Tuition Reimbursement

At one time tuition-reimbursement funds flowed like water. I spoke with the Director of an Executive MBA program who told me that fifteen years ago, eighty percent of his university’s executive MBA students had their full tuition paid by their employers. Today, only twenty percent of the executive MBA candidates in his program are so lucky. The other eighty percent pay their hefty tuition bills on their own. You can try negotiating for tuition reimbursement, a wonderful benefit that will not only increase your knowledge base but grow your network and your mojo, too!

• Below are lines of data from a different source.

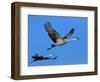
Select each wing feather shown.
[44,22,61,43]
[64,28,74,39]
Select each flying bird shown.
[44,22,78,51]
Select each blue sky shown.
[28,15,88,66]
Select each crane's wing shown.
[44,22,61,43]
[63,28,74,39]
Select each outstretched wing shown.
[64,28,74,39]
[44,22,61,43]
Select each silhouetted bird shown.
[44,22,78,50]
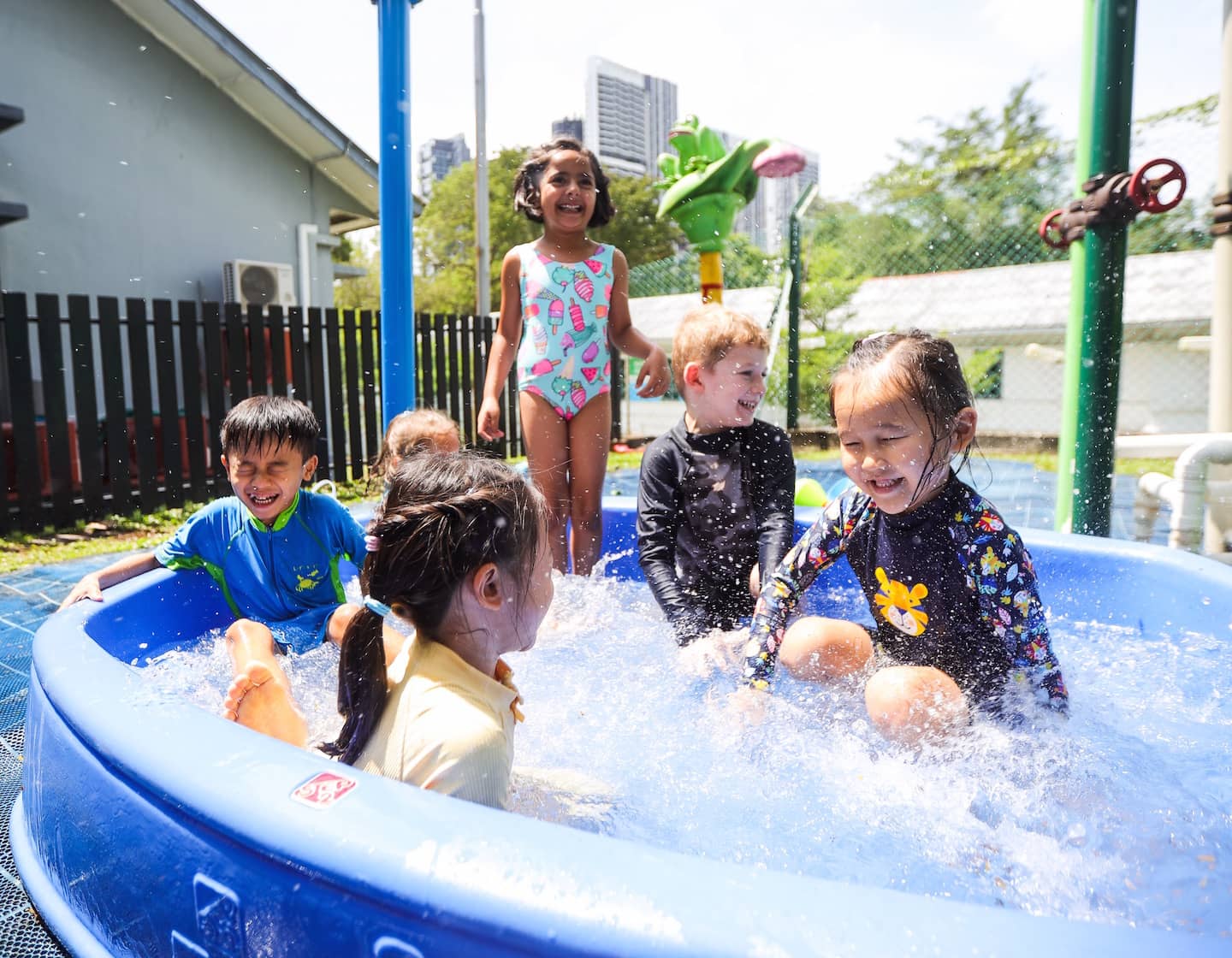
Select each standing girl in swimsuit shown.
[744,330,1068,744]
[478,137,669,575]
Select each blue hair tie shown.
[364,596,393,618]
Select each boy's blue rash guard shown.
[154,489,366,652]
[744,476,1068,711]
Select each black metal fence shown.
[0,293,521,533]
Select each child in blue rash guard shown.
[61,395,364,733]
[744,330,1068,744]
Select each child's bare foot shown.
[222,662,308,748]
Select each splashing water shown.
[145,577,1232,935]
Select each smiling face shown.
[834,377,975,515]
[538,151,596,233]
[222,442,317,526]
[684,346,767,432]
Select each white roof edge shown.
[112,0,380,218]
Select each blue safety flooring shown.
[0,555,116,958]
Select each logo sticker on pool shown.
[291,772,358,807]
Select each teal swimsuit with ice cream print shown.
[516,243,616,420]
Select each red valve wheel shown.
[1037,210,1069,250]
[1128,157,1185,213]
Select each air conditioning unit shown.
[223,260,296,306]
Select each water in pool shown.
[145,566,1232,935]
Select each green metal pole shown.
[1073,0,1137,535]
[1055,0,1095,532]
[787,183,817,429]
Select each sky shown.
[198,0,1223,198]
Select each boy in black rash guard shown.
[637,305,796,645]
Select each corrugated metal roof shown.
[112,0,380,220]
[628,286,779,348]
[826,250,1215,339]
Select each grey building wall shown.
[0,0,358,305]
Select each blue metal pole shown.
[375,0,415,425]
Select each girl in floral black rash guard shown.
[744,330,1068,744]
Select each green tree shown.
[334,233,381,309]
[865,80,1072,274]
[415,148,680,313]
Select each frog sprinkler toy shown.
[655,115,804,303]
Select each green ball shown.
[796,479,831,506]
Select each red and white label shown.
[291,772,358,807]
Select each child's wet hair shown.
[513,137,616,227]
[829,328,975,491]
[219,395,320,460]
[322,452,547,764]
[672,303,770,395]
[370,409,462,479]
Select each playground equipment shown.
[10,498,1232,958]
[657,115,804,303]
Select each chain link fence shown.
[770,96,1217,446]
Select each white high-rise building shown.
[419,133,471,199]
[585,56,678,177]
[714,129,818,256]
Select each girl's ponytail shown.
[320,607,387,765]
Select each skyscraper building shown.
[552,117,586,140]
[714,129,818,256]
[419,133,471,201]
[584,56,678,176]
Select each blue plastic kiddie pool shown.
[11,498,1232,958]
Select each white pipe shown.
[296,223,317,309]
[1134,473,1178,541]
[1207,0,1232,432]
[1168,432,1232,552]
[474,0,492,316]
[1116,432,1212,459]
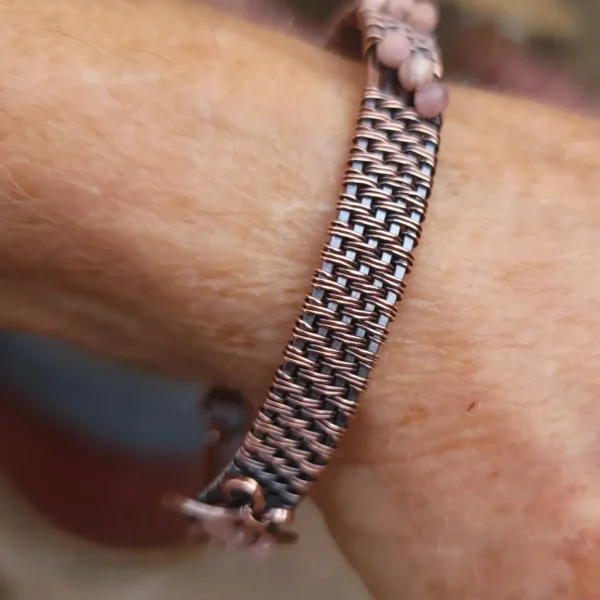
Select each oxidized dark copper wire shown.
[169,5,441,548]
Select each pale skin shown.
[0,0,600,600]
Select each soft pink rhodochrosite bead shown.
[399,53,434,92]
[415,82,449,119]
[408,1,440,33]
[385,0,415,21]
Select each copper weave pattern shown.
[201,79,441,509]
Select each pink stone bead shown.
[398,53,434,92]
[377,31,410,69]
[415,81,449,119]
[360,0,388,13]
[408,0,440,33]
[386,0,415,21]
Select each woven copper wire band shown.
[199,59,441,510]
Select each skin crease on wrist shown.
[0,0,600,600]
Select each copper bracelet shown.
[164,0,442,547]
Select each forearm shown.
[0,0,600,600]
[0,0,362,398]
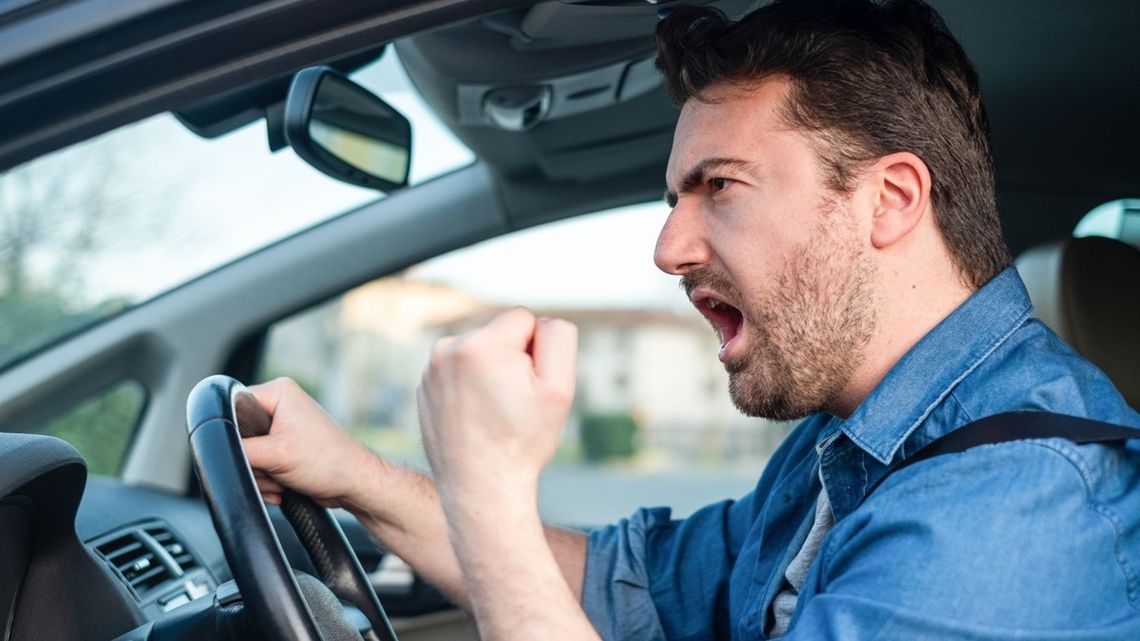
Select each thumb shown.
[531,318,578,398]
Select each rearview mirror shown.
[285,67,412,192]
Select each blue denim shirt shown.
[583,268,1140,641]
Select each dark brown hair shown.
[657,0,1010,287]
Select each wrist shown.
[339,446,394,519]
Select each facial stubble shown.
[684,210,877,421]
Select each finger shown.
[245,376,301,416]
[531,318,578,396]
[477,307,536,351]
[242,436,284,473]
[257,477,285,495]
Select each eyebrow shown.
[665,157,756,206]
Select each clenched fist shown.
[242,379,383,510]
[418,308,578,504]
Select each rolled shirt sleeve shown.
[583,501,750,641]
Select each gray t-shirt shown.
[767,488,836,639]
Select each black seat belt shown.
[868,412,1140,495]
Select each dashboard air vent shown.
[144,526,198,573]
[96,530,173,598]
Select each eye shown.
[708,177,732,194]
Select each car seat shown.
[1017,236,1140,408]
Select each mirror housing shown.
[284,66,412,192]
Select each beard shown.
[682,211,877,421]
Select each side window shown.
[261,204,789,526]
[39,381,146,476]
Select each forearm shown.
[448,485,599,641]
[345,457,586,610]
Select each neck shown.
[831,242,974,419]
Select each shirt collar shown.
[838,267,1033,465]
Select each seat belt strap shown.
[866,412,1140,495]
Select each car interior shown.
[0,0,1140,641]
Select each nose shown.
[653,202,711,276]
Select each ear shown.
[866,152,930,249]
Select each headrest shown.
[1017,236,1140,407]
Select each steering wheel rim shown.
[186,376,396,641]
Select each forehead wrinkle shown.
[665,157,756,202]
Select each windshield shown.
[0,49,473,370]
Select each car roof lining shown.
[0,0,1140,256]
[397,0,1140,252]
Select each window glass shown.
[262,204,789,526]
[40,381,146,476]
[0,48,473,370]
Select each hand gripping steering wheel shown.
[186,376,396,641]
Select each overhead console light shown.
[457,57,661,131]
[482,84,551,131]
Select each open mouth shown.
[693,294,744,359]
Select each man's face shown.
[654,79,876,420]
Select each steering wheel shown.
[186,376,396,641]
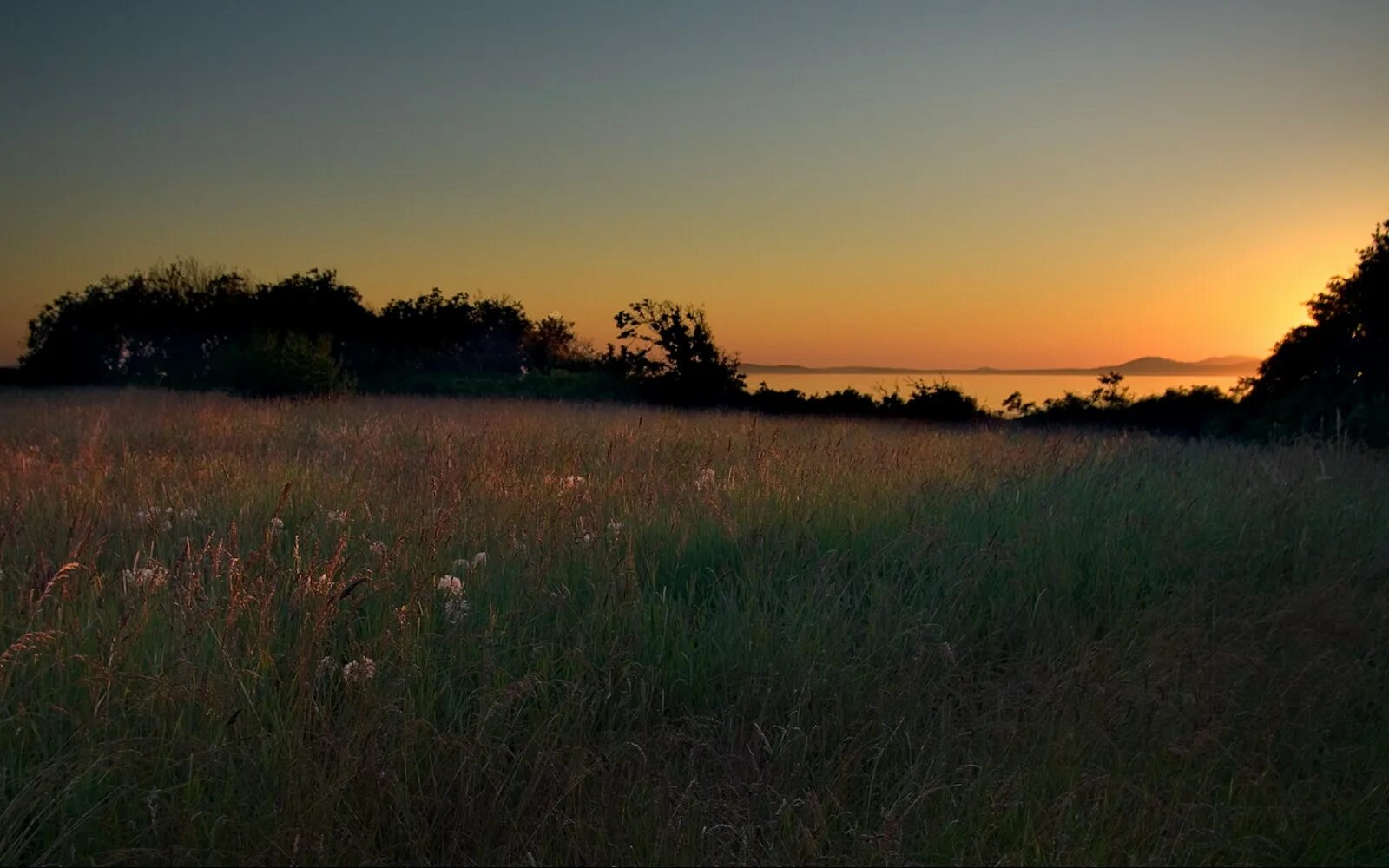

Performance Bonus Potential

If your starting salary offer is unexciting, think about negotiating for a performance bonus that will only be paid if you hit certain agreed-upon milestones after a time period like six months or a year. That should give your hiring manager confidence because he or she won’t be on the hook for that expense unless you do a terrific job. There’s no doubt about that happening!

Travel Perks

If you’re going to be traveling quite a bit in your new job, negotiate for travel perks like airport club membership and Business Class or First Class travel. Those little comforts are indescribably important when you’re hurried and harried and trying to get home or stuck in a crowded airport during a snowstorm.

Car Allowance

A car allowance is a monthly fee paid to you by your employer for the use of your private vehicle on company business. Your monthly car allowance should pay you more than the IRS mileage rate and make it easier for you to lease or buy a nicer car (if you’d earn more via the designated per-mile IRS allowance, take that instead!). If you will be visiting customer or vendor sites or carrying customers or vendors around in your car, research car-allowance rates in your area and add this perk to your “bargaining chip” list!  Since your car allowance may be taxable, make sure that the amount you agree upon is still a good deal for you after taxes.

Long-term Incentives

Last on our list, don’t forget long-term incentives  like a company contribution to your retirement plan, stock options or other long-term rewards. There are many forms of long-term compensation and if you are pursuing jobs at a Senior Manager or Director level or higher, you owe it to yourself to understanding them and to bring them into your negotiation conversation. The good thing about long-term incentives for your employer is that they tend to vest over time, so your employer won’t owe you unless you stick around for a number of years.

It’s a new day. We are all learning to advocate for ourselves. Make sure that any special arrangements you make with your hiring manager are confirmed in writing in your revised offer letter. Try some of these “bargaining chips” in your next job-offer negotiation and grow your muscles and mojo as you step into your new assignment!